17.5: Data Manipulation in R

  • Page ID
    7284
  • R is a very flexible tool for manipulating data into various subsets and forms. There are many useful packages and functions for doing this, including the dplyr package, tidyr package, and more. R and its packages will allow users to transform their data from long to wide formats, remove NA values, recode variables, etc. In order to make the downloaded data more manageable for the book, we are going to do two things. First, we want to restrict our data to one wave. The data we downloaded represent many waves of a quarterly survey that is sent to a panel of Oklahoma residents on weather, climate and policy preferences. This book will not venture into panel data analysis or time series analysis, as it is an introductory text, and therefore we simply want one cross section of data for our analysis. This can be done with one line of code:

    # ds<-subset(ds, ds$wave_id == "Wave 12 (Fall 2016)")

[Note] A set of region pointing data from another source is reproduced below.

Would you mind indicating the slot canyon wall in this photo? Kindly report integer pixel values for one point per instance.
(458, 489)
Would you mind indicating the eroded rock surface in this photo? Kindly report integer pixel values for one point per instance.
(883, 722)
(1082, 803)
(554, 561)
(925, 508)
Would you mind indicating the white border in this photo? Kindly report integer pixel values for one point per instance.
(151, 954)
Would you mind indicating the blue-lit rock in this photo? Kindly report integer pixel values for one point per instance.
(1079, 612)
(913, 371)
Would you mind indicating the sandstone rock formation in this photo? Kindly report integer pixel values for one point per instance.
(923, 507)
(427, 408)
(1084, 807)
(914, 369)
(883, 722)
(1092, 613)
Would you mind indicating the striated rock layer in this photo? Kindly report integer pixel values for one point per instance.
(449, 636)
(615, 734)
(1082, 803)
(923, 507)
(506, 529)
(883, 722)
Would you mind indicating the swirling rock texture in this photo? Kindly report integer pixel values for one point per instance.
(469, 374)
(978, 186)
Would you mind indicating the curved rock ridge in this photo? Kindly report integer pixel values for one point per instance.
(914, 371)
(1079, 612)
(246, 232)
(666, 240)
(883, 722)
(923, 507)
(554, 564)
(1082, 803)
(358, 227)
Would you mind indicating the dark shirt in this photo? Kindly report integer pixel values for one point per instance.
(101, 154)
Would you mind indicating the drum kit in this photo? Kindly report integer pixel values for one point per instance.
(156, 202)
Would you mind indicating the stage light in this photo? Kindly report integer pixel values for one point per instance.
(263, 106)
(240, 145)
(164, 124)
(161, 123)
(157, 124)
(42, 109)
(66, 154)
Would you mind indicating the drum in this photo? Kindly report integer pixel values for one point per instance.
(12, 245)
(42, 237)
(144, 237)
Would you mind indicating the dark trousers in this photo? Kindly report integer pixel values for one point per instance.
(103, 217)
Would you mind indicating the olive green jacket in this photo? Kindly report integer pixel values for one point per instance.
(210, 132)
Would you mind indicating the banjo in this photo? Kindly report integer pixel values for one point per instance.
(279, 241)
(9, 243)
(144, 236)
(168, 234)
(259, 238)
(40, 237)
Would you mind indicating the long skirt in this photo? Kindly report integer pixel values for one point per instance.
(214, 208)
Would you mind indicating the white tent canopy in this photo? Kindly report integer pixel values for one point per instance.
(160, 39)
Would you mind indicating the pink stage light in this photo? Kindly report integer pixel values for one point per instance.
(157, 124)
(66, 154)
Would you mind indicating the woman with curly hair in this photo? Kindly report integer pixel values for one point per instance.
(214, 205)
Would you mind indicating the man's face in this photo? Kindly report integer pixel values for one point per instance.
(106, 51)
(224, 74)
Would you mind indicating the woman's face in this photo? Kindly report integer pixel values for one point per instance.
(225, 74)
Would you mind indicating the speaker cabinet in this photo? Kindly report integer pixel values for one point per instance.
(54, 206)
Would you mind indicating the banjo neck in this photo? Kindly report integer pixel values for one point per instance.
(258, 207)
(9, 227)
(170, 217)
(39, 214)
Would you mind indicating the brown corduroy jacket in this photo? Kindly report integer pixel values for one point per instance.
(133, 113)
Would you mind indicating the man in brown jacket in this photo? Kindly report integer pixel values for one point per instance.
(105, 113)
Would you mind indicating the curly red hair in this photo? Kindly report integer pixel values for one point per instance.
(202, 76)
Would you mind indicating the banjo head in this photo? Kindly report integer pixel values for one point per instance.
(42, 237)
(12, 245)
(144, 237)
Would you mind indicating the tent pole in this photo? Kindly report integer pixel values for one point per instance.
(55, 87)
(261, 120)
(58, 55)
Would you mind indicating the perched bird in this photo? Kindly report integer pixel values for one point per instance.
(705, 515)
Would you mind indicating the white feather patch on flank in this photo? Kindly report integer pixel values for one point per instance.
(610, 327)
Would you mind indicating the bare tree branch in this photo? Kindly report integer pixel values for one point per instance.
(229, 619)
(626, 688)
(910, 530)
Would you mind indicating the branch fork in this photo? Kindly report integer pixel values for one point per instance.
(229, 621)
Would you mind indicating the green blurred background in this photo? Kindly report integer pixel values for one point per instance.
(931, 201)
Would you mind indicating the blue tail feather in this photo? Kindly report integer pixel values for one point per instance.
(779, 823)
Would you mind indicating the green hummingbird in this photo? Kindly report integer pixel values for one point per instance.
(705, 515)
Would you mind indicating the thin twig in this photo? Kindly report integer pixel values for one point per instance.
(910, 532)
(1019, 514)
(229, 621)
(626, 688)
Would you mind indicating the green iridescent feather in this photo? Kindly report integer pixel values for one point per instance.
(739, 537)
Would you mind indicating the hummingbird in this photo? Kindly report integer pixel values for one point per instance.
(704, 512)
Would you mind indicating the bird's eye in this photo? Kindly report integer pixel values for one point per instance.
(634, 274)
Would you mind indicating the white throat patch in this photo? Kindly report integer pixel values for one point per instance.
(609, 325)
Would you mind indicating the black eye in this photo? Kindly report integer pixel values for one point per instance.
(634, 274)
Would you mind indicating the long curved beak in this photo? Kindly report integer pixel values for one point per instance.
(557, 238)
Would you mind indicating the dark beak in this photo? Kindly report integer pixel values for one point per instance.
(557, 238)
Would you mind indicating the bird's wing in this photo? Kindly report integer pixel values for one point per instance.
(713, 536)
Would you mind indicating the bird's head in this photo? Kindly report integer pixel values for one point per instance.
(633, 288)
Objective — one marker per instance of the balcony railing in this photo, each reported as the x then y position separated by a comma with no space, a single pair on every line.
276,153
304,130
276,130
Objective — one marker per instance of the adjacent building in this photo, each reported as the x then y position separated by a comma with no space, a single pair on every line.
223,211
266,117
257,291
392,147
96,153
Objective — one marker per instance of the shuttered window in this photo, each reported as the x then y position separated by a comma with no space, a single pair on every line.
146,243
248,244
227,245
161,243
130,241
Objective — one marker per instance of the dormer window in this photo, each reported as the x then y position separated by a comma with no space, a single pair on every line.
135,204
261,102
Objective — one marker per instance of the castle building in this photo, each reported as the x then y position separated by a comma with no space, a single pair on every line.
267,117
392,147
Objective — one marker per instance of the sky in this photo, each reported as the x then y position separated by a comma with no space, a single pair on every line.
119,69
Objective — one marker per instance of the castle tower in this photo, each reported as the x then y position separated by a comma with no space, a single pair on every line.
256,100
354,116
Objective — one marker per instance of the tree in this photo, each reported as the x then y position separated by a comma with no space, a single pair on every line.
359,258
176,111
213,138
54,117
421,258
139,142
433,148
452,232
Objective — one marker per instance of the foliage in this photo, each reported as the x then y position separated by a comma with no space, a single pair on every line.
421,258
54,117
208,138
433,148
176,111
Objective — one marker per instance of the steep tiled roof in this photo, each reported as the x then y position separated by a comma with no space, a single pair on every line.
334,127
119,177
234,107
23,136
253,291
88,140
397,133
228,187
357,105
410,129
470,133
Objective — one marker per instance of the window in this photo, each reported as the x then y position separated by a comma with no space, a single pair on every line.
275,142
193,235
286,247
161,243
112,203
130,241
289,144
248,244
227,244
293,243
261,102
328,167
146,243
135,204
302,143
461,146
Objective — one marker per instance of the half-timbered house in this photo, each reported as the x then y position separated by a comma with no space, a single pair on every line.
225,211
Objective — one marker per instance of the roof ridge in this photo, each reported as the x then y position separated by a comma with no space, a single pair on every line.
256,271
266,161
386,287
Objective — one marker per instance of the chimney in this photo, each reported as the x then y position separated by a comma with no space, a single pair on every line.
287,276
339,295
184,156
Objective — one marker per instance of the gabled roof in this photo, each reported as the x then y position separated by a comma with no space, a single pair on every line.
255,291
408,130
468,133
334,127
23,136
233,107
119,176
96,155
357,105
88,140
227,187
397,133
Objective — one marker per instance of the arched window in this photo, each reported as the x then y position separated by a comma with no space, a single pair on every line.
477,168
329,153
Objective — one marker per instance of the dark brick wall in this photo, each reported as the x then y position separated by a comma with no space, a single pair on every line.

    What this line of code is doing is creating an object, that we have again named ds in order to overwrite our old object, that has only the 12th wave of data from the survey. In effect, this is removing all rows in which waveid, the variable that indicates the survey wave, does not equal twelve. Across these many waves, many different questions are asked and various variables are collected. We now want to remove all columns or variables that were not collected in wave twelve. This can also be done with one line of code:

    # ds<-ds[, !apply(is.na(ds), 2, all)]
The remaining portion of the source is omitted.